Earnouts in insurance brokerage acquisitions are almost universally based on commission revenue retention — specifically, the percentage of the closing date commission baseline that is renewed by existing clients during each earnout measurement period (typically Year 1 and Year 2 post-close). If retention equals or exceeds a threshold (commonly 85–90%), the full earnout installment is paid. Earnouts are prorated for retention between a floor (typically 75%) and the full-pay threshold, with no payment below the floor. The baseline commission figure — the exact dollar amount of commission revenue as of close — must be defined precisely in the LOI to avoid disputes.

Do carrier appointments automatically transfer when an insurance agency is acquired?

No — carrier appointments do not automatically transfer in an asset acquisition. Each carrier appointment is a contractual relationship between the carrier and the licensed entity, and most carrier agreements require advance notice and approval for any change in ownership, control, or entity structure. The acquiring entity typically must submit a new appointment application and may need to meet the carrier's minimum volume or geographic requirements independently. This process can take 30–120 days depending on the carrier. Buyers should begin carrier appointment conversations as early as possible during due diligence and should include a specific closing condition in the LOI tying closing to the transfer or reissuance of appointments representing at least 85% of current commission revenue.

Should I use an asset purchase or stock purchase structure to buy an insurance brokerage?

Most commercial insurance brokerage acquisitions, particularly those involving SBA financing, are structured as asset purchases rather than stock purchases. Asset purchases allow the buyer to avoid inheriting unknown liabilities — including historical E&O claims not yet filed — and provide a step-up in asset basis for tax purposes. However, asset purchases complicate the carrier appointment transfer process, since the new entity must be reappointed rather than stepping into the seller's agreements. Stock purchases preserve carrier appointments and client contracts but transfer all historical liabilities. Private equity roll-up platforms may prefer stock purchases when carrier relationships are highly specialized.
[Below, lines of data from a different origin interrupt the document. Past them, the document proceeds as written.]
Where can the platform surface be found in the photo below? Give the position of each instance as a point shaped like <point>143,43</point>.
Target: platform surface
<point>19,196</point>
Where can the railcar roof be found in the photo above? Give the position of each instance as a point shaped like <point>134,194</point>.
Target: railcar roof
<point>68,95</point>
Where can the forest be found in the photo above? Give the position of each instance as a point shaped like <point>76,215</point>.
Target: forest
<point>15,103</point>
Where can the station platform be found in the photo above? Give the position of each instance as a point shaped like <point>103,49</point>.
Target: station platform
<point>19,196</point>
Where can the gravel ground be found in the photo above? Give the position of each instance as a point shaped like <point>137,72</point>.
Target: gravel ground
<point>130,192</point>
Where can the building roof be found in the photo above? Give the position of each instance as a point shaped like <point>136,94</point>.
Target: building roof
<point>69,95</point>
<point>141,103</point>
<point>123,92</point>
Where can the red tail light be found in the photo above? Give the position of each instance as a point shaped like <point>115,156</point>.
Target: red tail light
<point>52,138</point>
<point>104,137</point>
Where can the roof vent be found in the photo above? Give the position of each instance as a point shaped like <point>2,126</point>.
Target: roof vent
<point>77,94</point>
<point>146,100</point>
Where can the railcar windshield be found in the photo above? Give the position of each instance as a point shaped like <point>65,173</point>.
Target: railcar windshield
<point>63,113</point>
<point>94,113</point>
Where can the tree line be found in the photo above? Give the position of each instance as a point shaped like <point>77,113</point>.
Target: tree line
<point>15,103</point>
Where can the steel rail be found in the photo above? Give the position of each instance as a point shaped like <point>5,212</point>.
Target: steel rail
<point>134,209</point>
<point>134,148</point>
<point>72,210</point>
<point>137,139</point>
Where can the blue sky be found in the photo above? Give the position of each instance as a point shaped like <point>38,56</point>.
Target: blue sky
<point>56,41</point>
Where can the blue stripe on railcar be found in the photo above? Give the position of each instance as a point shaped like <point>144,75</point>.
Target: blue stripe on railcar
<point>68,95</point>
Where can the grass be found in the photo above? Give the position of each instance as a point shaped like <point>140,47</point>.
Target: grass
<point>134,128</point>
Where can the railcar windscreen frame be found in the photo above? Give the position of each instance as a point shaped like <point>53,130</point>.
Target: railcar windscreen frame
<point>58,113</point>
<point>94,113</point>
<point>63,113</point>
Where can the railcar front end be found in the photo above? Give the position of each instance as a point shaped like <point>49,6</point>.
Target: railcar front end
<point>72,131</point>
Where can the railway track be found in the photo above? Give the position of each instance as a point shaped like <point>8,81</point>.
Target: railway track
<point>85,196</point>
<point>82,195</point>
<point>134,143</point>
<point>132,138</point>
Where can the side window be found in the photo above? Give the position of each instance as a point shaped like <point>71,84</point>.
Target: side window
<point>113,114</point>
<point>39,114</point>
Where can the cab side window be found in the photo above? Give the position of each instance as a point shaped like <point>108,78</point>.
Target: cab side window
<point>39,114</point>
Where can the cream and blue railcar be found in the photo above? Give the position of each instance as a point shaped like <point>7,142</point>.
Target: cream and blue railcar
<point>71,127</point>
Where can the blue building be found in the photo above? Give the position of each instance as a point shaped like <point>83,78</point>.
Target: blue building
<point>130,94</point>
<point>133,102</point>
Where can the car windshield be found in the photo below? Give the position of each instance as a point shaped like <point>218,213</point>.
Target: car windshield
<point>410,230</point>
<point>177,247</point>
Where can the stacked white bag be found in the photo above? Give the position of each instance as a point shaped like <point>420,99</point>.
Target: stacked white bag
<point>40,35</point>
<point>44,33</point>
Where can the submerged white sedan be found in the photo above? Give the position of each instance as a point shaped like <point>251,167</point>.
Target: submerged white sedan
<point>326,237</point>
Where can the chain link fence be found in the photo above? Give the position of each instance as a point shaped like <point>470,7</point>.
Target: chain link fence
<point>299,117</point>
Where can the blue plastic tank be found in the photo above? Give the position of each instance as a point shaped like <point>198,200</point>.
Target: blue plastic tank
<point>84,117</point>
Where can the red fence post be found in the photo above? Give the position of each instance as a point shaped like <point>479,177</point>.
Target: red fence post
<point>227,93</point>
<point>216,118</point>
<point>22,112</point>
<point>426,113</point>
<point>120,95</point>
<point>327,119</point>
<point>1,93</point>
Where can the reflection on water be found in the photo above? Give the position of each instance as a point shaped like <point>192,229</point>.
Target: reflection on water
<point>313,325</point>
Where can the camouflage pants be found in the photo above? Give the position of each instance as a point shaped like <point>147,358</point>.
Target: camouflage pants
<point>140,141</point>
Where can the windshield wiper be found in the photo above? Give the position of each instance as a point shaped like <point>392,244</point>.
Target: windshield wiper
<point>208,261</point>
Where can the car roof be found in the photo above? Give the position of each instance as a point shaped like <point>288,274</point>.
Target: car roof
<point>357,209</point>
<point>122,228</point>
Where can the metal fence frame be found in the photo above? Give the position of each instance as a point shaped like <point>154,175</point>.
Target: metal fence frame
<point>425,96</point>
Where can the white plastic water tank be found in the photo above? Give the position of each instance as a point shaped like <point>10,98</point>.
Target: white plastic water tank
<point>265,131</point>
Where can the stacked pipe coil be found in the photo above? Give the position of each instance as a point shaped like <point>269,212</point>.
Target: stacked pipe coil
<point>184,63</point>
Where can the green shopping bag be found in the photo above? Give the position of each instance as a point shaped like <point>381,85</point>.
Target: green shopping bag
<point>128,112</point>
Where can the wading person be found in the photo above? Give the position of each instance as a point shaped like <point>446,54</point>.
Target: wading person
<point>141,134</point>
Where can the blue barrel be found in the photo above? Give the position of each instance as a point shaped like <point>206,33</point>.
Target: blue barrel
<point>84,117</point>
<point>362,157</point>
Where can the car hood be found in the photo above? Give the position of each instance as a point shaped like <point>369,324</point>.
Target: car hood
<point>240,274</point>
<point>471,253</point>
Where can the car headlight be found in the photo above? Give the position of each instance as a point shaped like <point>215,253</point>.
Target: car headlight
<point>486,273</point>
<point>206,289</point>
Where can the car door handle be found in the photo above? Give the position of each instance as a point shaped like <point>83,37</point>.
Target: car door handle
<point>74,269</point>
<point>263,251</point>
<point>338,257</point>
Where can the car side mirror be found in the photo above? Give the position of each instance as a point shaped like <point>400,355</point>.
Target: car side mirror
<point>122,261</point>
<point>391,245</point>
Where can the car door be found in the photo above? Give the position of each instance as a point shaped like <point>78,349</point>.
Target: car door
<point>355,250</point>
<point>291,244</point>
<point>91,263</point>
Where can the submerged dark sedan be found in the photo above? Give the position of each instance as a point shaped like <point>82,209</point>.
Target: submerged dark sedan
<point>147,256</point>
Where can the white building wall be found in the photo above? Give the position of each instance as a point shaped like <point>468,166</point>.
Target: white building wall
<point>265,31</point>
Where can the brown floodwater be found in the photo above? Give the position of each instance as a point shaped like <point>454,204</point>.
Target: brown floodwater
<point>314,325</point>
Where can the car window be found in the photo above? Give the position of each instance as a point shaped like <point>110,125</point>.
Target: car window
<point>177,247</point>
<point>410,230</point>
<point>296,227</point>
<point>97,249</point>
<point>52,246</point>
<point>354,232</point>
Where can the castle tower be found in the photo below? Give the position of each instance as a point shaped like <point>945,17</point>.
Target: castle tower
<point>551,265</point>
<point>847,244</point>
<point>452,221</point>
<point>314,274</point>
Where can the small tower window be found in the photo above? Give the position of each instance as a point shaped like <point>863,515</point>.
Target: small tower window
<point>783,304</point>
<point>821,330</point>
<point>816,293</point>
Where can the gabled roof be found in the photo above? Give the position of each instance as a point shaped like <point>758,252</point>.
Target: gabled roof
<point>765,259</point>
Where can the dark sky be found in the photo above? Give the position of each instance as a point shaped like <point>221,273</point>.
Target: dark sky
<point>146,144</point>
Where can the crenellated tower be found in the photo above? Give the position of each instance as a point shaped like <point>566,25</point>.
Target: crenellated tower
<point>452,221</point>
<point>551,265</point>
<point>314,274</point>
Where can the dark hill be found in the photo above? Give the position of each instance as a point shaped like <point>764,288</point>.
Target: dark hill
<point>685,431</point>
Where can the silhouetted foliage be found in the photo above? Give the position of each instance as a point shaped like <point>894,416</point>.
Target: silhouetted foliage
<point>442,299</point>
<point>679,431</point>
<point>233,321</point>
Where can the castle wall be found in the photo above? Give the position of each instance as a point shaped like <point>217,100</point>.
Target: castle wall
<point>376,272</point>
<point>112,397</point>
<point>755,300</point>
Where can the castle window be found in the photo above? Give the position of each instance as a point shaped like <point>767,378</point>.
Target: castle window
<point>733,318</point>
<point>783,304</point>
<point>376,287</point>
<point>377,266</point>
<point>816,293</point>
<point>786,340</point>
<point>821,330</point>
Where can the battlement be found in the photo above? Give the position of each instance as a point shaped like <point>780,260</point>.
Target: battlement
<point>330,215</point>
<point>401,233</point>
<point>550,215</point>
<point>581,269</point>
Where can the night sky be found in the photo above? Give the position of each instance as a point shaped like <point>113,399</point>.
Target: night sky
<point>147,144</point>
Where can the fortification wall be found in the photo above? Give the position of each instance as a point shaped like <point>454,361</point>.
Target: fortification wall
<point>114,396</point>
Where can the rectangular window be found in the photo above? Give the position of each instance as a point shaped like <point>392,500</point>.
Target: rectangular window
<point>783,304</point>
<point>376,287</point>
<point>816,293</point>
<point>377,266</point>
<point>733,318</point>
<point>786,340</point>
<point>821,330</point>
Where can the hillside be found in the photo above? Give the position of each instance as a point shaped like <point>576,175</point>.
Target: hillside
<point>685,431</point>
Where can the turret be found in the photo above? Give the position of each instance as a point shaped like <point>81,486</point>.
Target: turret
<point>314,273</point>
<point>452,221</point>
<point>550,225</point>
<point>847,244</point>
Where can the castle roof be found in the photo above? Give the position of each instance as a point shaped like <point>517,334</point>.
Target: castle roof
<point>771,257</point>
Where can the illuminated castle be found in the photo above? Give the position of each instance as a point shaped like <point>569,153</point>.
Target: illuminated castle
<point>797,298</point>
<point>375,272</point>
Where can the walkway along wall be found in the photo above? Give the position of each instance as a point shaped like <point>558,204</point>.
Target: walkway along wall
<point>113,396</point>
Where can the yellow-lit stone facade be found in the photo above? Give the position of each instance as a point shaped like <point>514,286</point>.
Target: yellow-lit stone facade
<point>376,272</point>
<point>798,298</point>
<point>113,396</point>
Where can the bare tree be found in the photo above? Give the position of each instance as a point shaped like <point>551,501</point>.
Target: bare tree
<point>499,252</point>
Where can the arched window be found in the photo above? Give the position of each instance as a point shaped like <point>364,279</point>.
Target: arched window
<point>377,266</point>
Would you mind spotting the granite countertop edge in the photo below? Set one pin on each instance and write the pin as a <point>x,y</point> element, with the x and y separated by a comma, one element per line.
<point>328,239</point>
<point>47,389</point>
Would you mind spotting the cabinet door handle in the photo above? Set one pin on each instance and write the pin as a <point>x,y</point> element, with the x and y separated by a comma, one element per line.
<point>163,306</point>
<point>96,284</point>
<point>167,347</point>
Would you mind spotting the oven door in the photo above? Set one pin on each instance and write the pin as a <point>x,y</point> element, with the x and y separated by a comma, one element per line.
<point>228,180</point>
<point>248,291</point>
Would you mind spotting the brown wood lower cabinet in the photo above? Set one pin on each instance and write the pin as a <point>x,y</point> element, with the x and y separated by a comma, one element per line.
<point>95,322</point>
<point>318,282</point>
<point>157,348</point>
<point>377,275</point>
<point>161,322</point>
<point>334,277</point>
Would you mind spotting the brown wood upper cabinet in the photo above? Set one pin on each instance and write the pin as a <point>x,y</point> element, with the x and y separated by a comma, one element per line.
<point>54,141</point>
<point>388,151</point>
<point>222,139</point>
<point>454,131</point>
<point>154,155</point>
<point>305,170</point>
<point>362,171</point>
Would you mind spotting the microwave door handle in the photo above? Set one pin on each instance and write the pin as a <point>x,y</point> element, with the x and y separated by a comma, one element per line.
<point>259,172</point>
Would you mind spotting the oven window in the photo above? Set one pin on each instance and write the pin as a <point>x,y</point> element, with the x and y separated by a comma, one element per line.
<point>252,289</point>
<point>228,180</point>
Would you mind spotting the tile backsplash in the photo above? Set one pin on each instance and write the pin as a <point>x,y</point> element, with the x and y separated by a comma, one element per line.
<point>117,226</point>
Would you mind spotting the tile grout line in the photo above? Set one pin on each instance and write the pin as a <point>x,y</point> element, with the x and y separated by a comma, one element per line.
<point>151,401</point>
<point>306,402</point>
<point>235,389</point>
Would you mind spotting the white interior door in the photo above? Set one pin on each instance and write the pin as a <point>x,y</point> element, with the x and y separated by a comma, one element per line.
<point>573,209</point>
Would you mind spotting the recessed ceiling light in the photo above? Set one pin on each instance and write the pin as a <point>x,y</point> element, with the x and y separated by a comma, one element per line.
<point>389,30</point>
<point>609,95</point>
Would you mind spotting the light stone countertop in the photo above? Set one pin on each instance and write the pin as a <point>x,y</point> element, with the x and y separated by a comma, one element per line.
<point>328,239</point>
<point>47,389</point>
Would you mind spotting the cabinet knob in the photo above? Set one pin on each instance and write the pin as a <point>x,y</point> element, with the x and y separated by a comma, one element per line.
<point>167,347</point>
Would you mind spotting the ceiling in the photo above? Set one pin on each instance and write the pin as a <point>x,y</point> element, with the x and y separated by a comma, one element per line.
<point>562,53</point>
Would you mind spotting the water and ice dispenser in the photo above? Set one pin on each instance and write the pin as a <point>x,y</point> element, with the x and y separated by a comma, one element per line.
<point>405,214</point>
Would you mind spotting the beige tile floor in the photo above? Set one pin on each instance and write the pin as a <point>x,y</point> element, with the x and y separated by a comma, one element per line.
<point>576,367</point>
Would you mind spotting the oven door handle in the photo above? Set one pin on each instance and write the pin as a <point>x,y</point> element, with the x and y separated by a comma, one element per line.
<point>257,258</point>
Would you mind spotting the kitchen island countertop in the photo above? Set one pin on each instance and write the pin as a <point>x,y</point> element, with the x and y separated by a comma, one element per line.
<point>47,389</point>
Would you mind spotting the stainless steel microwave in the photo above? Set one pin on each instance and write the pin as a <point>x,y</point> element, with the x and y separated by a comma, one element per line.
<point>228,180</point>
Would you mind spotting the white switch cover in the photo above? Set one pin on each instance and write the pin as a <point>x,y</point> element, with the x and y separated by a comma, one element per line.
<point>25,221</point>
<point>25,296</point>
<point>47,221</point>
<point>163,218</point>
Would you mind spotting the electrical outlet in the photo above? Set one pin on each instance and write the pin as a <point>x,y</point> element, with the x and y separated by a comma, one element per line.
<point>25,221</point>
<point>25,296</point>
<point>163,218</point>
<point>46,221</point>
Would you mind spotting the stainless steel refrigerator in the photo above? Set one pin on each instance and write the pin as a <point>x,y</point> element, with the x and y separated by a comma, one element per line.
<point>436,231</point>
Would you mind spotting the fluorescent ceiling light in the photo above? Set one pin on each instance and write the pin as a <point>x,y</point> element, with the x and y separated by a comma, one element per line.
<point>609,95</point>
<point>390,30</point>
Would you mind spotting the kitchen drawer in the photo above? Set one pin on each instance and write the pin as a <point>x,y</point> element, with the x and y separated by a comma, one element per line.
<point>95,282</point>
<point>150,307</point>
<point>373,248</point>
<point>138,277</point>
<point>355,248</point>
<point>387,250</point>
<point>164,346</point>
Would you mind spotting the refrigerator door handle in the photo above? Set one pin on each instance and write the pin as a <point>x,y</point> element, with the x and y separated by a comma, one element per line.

Your M&A attorney and tax advisor should evaluate the optimal structure based on the specific agency's carrier agreements, E&O history, and liability profile.

What is the right non-compete length for a selling insurance agency owner?

Market standard for a commercial insurance brokerage acquisition is a 2–3 year non-solicitation provision covering existing clients and a 2–3 year non-compete covering the agency's historical geographic market. The non-solicitation of clients is the more commercially important provision and is generally more enforceable than a broad geographic non-compete. Sellers who will remain as producers during a transition period should negotiate for the non-compete clock to begin at the end of their employment agreement, not at the closing date — otherwise they may be bound by the restriction for years after their transition role has concluded. Both parties should confirm enforceability under applicable state law before relying on any standard language.

Is an insurance brokerage acquisition SBA-eligible, and how does SBA financing affect the LOI?

Yes, commercial insurance brokerage acquisitions are SBA 7(a) eligible, and SBA financing is one of the most common funding structures for independent buyers acquiring agencies in the $1M–$5M revenue range. SBA financing typically covers up to 90% of the total acquisition cost including working capital, allowing buyers to acquire with as little as 10% equity injection. SBA financing affects the LOI in several specific ways: the lender will require that any seller note be placed on full standby for the first 24 months; earnout payments may require lender approval if they fall into the same repayment waterfall as the seller note; and closing timelines are typically 60–90 days rather than 30–45 days, which should be reflected in the LOI's due diligence and closing date provisions.